Maybe my lifelong uneasiness with Easter egg hunts has more to do with the object of the search, eggs, than with the concept of Peter Cottontail as an early morning deliveryman.  To my taste, eggs are palatable only when scrambled.  Should a well-meaning hostess serve deviled eggs I will, in the spirit of being a courteous guest, wince down one, two at the most.  But eggs served any other way are more than this kid can handle.  One of life’s great disappointments arrived while quaffing my first (legal) beer when the stranger perched on the adjoining barstool insisted on cracking and then gobbling a hard-boiled egg. Puhleeze.  When it comes to bar food a hard-boiled egg ranks somewhere below deep fried dill pickles and pigs knuckles on the top ten tasty list.  Eggs Benedict?  Much too foo-foo.  But the worst of egg sins, one so egregious there must be a special place in hell reserved for you who insist eggs be served sunny side up and then poke the yoke with a fork and right there in front of me, God and everybody, insist on dabbing a slice of toast in the runny yellow glob now covering the plate.  Have you no sense of shame? 

The marketing genius insisting on combining bunnies and eggs caused Easter to trail Christmas, Halloween and the last day of school on the “most favored holiday” list of my youth.   Easter would have been much more popular with yours truly had the bunny limited his hidden treasure trove to dollar bills and candy.

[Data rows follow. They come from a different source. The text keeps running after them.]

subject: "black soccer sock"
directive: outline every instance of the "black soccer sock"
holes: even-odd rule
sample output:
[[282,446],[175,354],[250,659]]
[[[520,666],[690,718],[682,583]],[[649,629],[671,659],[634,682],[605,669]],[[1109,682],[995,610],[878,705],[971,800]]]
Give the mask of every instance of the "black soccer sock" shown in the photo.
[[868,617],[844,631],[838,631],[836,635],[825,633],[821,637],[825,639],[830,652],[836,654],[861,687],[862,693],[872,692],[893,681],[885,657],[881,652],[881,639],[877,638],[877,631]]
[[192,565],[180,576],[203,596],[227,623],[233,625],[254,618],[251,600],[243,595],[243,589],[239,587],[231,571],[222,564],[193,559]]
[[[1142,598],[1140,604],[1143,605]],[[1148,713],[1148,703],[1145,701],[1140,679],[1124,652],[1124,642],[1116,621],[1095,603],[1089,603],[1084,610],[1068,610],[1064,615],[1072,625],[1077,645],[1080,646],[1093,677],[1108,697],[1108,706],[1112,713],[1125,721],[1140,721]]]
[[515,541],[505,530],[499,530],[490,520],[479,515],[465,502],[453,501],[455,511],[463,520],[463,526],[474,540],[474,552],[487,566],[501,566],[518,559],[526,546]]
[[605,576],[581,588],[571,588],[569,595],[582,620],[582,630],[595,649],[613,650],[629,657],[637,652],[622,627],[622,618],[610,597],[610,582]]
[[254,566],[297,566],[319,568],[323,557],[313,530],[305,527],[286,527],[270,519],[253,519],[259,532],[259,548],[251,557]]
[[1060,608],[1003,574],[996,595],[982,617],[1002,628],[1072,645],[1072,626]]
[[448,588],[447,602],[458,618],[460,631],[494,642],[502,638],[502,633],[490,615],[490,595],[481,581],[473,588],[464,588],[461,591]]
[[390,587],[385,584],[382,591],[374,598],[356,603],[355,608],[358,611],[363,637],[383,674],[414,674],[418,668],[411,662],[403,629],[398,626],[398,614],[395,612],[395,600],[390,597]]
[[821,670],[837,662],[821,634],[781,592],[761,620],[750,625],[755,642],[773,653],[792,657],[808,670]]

But rules got in the way even when candy was included in Peter Cottontail’s midnight delivery.   Come morning, “Let’s go see what the Easter bunny left” and beside a new short sleeved cotton spring shirt from Montgomery-Ward, (a big whoop there), one found, encased in cellophane, a solid chocolate candy rabbit.  But the instant the wrapper encasing Mr. Rabbit was popped, a parental voice was sure to intone, “Now you’re not eating the whole rabbit, you’ll make yourself sick.”  C’mon, can you name one person ever having to stay home from school or work because, “They ate too much chocolate and are now sick as a dog.”  As hard up as TV medical shows are for new and different plots, not once have they ever featured a patient suffering from “acute chocolate bunny overdose.” 

So here I am decades later and still not allowed to eat the entire chocolate rabbit.  “Unless you want to diet for the next six weeks just to get the candy off your waistline.”